In the grand chronology of the universe, the age of celestial bodies and their constituents tells a fascinating tale about the origins and transformations of matter. Based on astronomical studies and models, scientists estimate that the Sun is about 4.6 billion years old. It formed from the gravitational collapse of a region within a large molecular cloud most commonly made up of hydrogen, along with helium and trace amounts of heavier elements.
Earth formed around 4.5 billion years ago, slightly later than the Sun, from the solar nebula — a disk-shaped cloud of gas and dust left over from the Sun’s formation. This process implies that our planet is younger than the Sun, yet, intriguingly, some of Earth’s water is indeed older than the Sun itself.
This ancient water's story begins in the cold, outer regions of the pre-solar nebula. Water, in the form of ice, likely coated the dust grains that eventually were part of the planetesimals — the building blocks of planets. Studies, particularly those involving the isotopic compositions of water in comets and meteorites (specifically the hydrogen isotopes deuterium and protium), suggest that a significant fraction of Earth’s water likely formed in the interstellar medium before our solar system’s formation.
When these planetesimals accreted to form Earth, they included ices that melted to become part of Earth’s oceans. Thus, some of the water on Earth predates the Sun and provides a unique window into the chemical processes that occurred long before our solar system existed. This ancient heritage makes water not just crucial for life on Earth but also a capsule of cosmic history, holding insights into the processes that shape planets and possibly other systems where life might emerge.

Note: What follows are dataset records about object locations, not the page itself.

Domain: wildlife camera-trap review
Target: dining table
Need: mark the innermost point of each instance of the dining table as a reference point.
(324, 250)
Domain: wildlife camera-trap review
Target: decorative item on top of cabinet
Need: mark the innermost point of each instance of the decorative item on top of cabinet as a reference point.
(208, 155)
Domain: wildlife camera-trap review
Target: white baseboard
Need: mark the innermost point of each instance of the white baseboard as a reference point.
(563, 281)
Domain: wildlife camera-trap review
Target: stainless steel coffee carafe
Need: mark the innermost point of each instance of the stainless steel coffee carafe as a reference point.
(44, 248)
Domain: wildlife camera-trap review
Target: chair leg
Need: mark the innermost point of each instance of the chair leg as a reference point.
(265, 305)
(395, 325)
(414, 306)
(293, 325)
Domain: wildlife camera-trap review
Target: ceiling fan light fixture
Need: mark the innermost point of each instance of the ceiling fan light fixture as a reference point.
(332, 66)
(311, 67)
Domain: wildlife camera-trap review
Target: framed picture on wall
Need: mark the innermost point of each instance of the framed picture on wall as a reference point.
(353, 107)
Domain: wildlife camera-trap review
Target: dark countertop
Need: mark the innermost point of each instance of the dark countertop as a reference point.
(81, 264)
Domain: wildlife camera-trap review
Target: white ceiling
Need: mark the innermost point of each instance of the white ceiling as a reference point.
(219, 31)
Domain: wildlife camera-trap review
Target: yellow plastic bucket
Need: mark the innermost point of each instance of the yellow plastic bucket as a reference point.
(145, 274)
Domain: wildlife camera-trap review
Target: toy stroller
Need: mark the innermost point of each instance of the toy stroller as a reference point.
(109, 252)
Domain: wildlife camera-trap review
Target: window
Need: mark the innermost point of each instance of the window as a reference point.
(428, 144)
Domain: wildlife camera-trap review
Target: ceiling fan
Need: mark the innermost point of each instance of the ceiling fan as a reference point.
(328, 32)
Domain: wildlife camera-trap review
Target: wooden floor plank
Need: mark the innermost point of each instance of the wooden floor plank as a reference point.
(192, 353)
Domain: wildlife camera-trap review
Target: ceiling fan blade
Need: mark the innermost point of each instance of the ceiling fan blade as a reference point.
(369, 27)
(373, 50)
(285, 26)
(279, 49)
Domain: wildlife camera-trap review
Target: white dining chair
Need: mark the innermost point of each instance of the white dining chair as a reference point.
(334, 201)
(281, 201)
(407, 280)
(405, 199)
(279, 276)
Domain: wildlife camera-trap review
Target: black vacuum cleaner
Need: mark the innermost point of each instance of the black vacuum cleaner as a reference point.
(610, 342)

The discovery not only underscores the complex interdependencies between Earth's formation and earlier cosmic events but also highlights how celestial bodies are composed of materials that are far older than the bodies themselves. This revelation provides astronomers and planetary scientists with critical information about the early solar system’s evolution and the pivotal role of interstellar materials in shaping the environmental conditions necessary for life.